How we actually pulled it off

A few things from the trenches that I won't forget.

We built the solution as the challenge revealed itself. The briefing came in pieces, and with every new detail we redrew the design. In parallel we were testing options for the two engines under the hood: the model that predicts the time, and the vision model that reads the line video. But the part that actually decided the outcome was less glamorous than any of that. It was sitting down and brainstorming the process itself, breaking a panel's production into the handful of characteristics that genuinely drive how long it takes to build. Get those right and the model reasons. Get them wrong and it guesses. That whiteboard session was the real turning point.

Here's the part I like most. We are AI builders, not data scientists. We design, ship and operate AI products every day, but a CatBoost-style predictive model trained on a factory's own production data is not where we usually live. That turned out to be an advantage. We came at the problem like product people: obsess over the right features, choose tools that are explainable and portable, and refuse to trust a number we couldn't explain. The data science was learnable in two days. The product instinct, knowing what to build and what to leave out, is the part you can't cram. Clear thinking about the problem beats deep specialisation more often than people admit.

We also had one team member who, right up until the verdict, never believed we were going to win. Not pessimism, just brutal realism about how strong the room was. But the same person was 100% sure we had a hell of a project. That tension, "we might not win but this is genuinely great", is honestly the best headspace to build in. It keeps you humble and sharp at the same time.

At basically the last minute we bolted a chatbot onto the project to make the whole thing more appealing and easier to interrogate. Was it strictly necessary for the results? No. Did it make the demo land harder? Absolutely.

And yes, there was a sacred snack break in the middle of it all to go grab an 茅clair from Leitaria da Quinta do Pa莽o. Non-negotiable. You cannot ship an auditable system on an empty stomach.

Thank you

This win belongs to a lot of people who are not on our team.

To Impact Hub Porto for hosting, and to BluFab by Casais for a challenge with real industrial teeth and a team that stayed in the room with us the whole time.
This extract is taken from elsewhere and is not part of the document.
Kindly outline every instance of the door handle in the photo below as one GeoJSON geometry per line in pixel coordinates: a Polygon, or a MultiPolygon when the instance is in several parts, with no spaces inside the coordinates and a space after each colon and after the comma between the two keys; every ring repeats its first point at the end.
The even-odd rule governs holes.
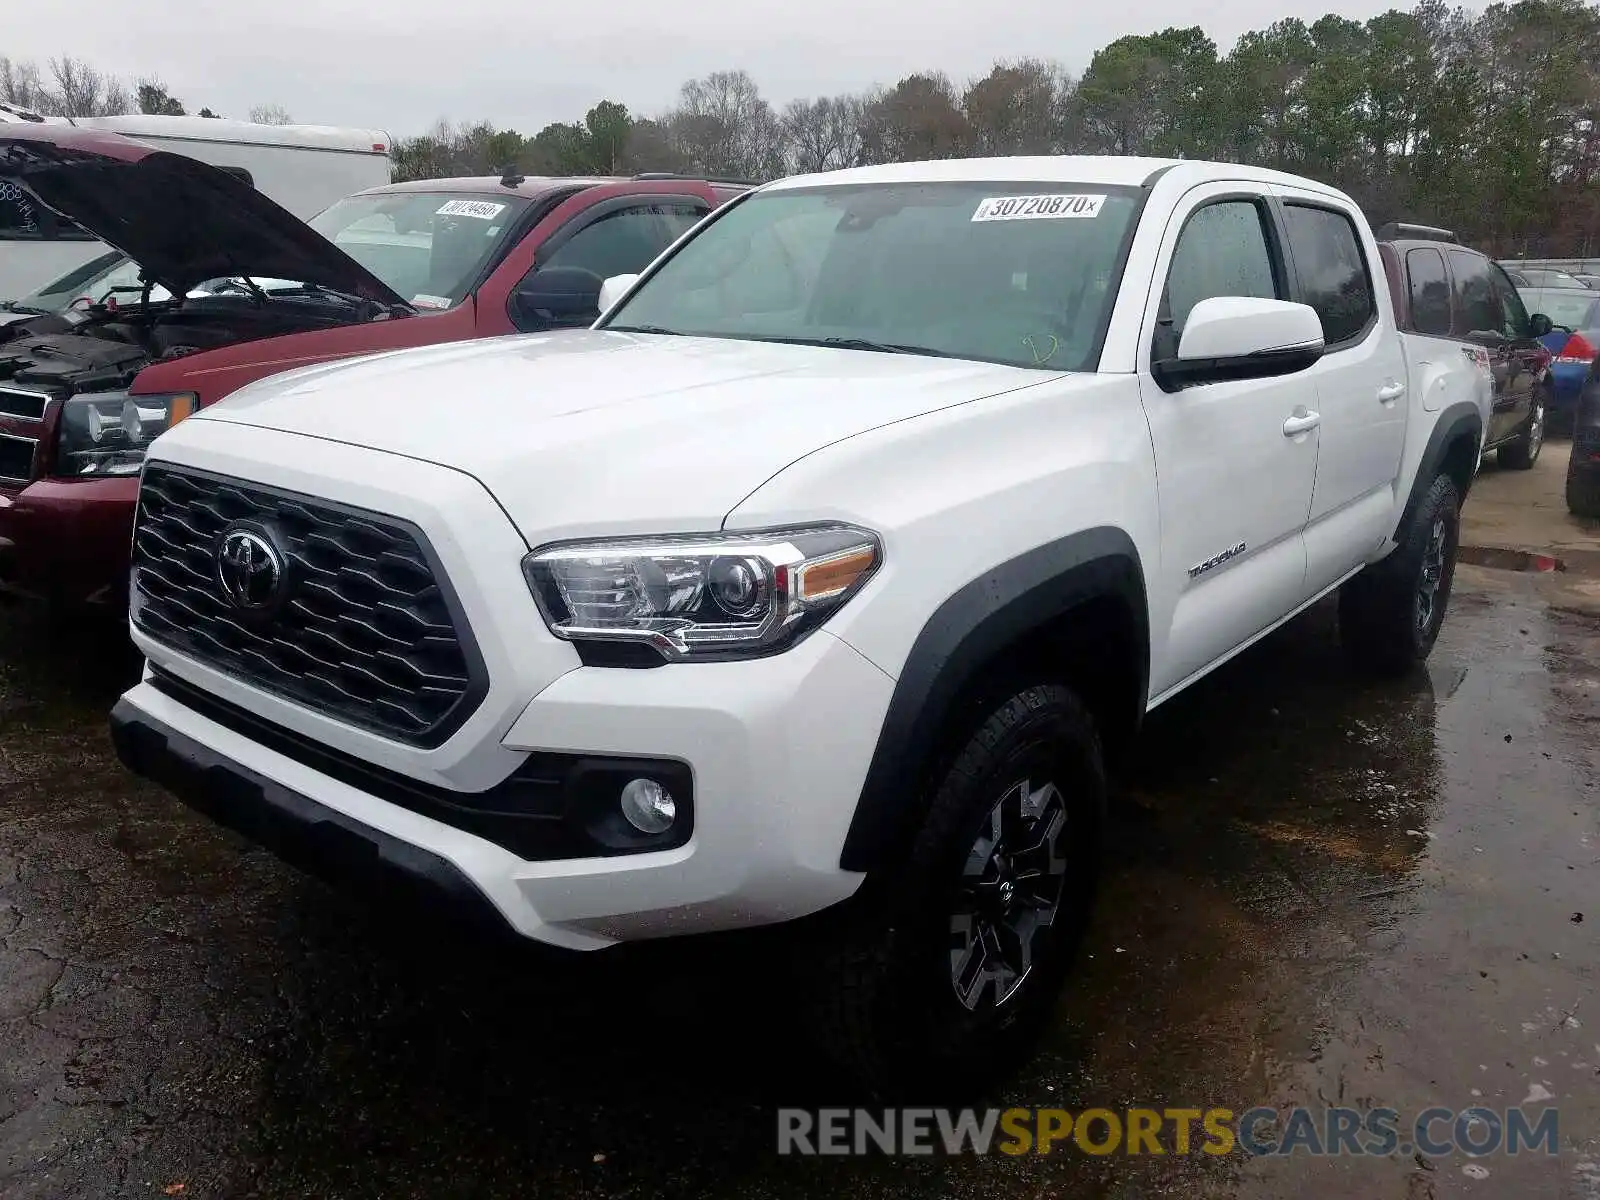
{"type": "Polygon", "coordinates": [[[1406,394],[1406,385],[1403,383],[1386,383],[1378,389],[1378,403],[1393,404],[1406,394]]]}
{"type": "Polygon", "coordinates": [[[1304,408],[1295,409],[1294,416],[1283,423],[1284,437],[1298,437],[1308,429],[1315,429],[1322,424],[1322,414],[1307,412],[1304,408]]]}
To the judges who kept raising the bar: Pedro Andrade (Casais), Diogo Monica (Haun Ventures), Ricardo Mesquita (Wiseverge), Thomas DiGrazia (Neutronian), and Jorge Resende (IEM4.0). The pressure you put on every team is exactly why the output was this good.

And to the team that built it alongside me, Helder Vasconcelos and Henrique Macedo. We came to challenge ourselves. Mission accomplished.

There's a lesson in this one that goes beyond a couple of days. We spend most of our time at LayerX building AI products for clients and running the infrastructure other people innovate on top of. Stepping back into the builder's seat, under real pressure, against strong teams, is the fastest way to stay sharp and remember what it actually feels like to ship something from zero in two days.

Cadence is not a hackathon prototype. It's the first auditable operational layer for BluFab, and the kind of work we want to keep doing: AI that earns trust by showing its reasoning, runs where the data already lives, and is honest about what it doesn't know.

The room raised the bar. We intend to keep it there.